V. DE NOMBREUSES BLOCKCHAINS PROPRES À CHAQUE CRYPTOMONNAIE
A. LE SYSTÈME ETHEREUM ET L'ETHER
1. L'ouverture de nouvelles perspectives
Le protocole Ethereum a été élaboré par Vitalik Buterin . En décembre 2013, deux ans après son premier article, ce jeune programmeur russo-canadien de 19 ans publie une description de son projet Ethereum dans le but de lancer des applications décentralisées. Ce projet prend la forme d'un livre blanc, intitulé « Une nouvelle génération de plateforme pour les smart contracts et les applications décentralisées 26 ( * ) ». Pour Claire Balva, présidente de Blockchain France, « s'il y a une figure à retenir aujourd'hui dans le monde de la blockchain, c'est celle de Vitalik Buterin ».
Simon Polrot a expliqué que la validation d'un bloc sur Ethereum prend 15 secondes environ , contre 10 minutes sur Bitcoin mais que « la différence fondamentale entre les deux grandes blockchains réside dans le langage de programmation : à l'inverse du Bitcoin, celui d'Ethereum utilise un langage Turing-complet ( Turing Complete ) ».
Un tel système formel possède une puissance d'expression au moins équivalente à celle des machines de Turing (caractérisées par la « capacité potentielle de calculer tout ce qui est calculable »), offrant ainsi la possibilité de réaliser des boucles et de faire des fonctions récursives , ce qui n'est pas possible avec Bitcoin 27 ( * ) . Ces fonctions s'appellent elles-mêmes dans leur définition, autrement dit leurs valeurs peuvent être calculées en « revenant » sur elles-mêmes.
Le langage de programmation d'Ethereum a donc ouvert de nouvelles perspectives , notamment des possibilités d'automatisation d'opérations, mais aussi des risques plus grands en termes de sécurité car des hackers pourraient programmer un code leur permettant de détourner des ethers de manière répétée.
Pour Nicolas Houy, économiste au CNRS, « le langage Turing complete ouvre la porte aux bugs et aux malwares (programmes malveillants) ». Pierre Noizat, plutôt partisan du Bitcoin, estime que « la sécurité est antagoniste de la performance et de la praticité. Il y a une contradiction entre la volonté de faire une machine virtuelle haute performance pour beaucoup d'applications différentes et celle de faire du paiement avec les ethers ».

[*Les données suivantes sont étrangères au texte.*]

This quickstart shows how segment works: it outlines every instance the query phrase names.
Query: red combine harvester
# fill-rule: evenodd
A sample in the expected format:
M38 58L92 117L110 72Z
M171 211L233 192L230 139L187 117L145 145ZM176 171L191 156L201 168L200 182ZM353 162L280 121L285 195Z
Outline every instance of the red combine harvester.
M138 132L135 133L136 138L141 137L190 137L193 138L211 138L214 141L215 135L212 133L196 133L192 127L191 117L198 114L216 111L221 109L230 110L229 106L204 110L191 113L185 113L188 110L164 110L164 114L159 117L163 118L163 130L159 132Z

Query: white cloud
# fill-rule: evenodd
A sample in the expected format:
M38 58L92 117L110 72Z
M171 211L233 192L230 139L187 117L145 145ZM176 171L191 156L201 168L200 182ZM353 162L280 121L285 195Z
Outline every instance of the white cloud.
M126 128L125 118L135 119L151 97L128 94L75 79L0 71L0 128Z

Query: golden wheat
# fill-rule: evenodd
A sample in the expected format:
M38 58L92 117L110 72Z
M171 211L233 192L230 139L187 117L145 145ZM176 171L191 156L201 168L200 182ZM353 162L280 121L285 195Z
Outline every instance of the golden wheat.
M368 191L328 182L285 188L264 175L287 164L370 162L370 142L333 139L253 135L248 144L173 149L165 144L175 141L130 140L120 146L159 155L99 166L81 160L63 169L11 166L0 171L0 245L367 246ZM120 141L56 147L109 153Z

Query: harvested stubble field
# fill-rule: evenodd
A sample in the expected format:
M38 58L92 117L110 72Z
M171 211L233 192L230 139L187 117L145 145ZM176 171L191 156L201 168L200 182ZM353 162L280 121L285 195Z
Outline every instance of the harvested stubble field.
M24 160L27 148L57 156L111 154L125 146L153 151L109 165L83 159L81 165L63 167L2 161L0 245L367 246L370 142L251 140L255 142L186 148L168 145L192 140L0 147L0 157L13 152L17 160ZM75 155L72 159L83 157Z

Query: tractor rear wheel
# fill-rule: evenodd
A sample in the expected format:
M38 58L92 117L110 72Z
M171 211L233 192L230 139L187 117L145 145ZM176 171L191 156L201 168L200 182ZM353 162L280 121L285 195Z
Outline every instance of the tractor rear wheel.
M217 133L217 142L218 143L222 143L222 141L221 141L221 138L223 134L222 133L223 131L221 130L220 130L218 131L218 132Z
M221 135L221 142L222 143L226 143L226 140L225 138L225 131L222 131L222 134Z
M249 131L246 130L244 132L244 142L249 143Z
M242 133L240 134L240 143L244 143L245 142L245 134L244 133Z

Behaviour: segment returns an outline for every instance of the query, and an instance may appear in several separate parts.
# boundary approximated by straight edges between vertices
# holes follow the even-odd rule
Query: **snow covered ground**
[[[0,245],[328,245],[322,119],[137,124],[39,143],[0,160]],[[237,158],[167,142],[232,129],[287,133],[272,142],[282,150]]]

Selon les promoteurs d'Ethereum cet argument serait fallacieux, Jérôme de Tichey assure ainsi que l'écosystème Ethereum est « l'une des blockchains les plus robustes, si ce n'est la plus robuste. Bien que la technologie soit jeune, elle avance de façon extrêmement rapide. La plupart des blockchains n'ont pas le soutien nécessaire pour durer ou devenir stables en production. Nous recommandons de ne travailler que sur des plateformes bien établies et soutenues par une communauté ».
Le langage de programmation d'Ethereum permet l'essor des « smart contracts », des programmes qui, en réalité, ne sont ni vraiment des contrats ( contracts ), ni vraiment intelligents ( smart ), sur lesquels le présent rapport reviendra plus tard.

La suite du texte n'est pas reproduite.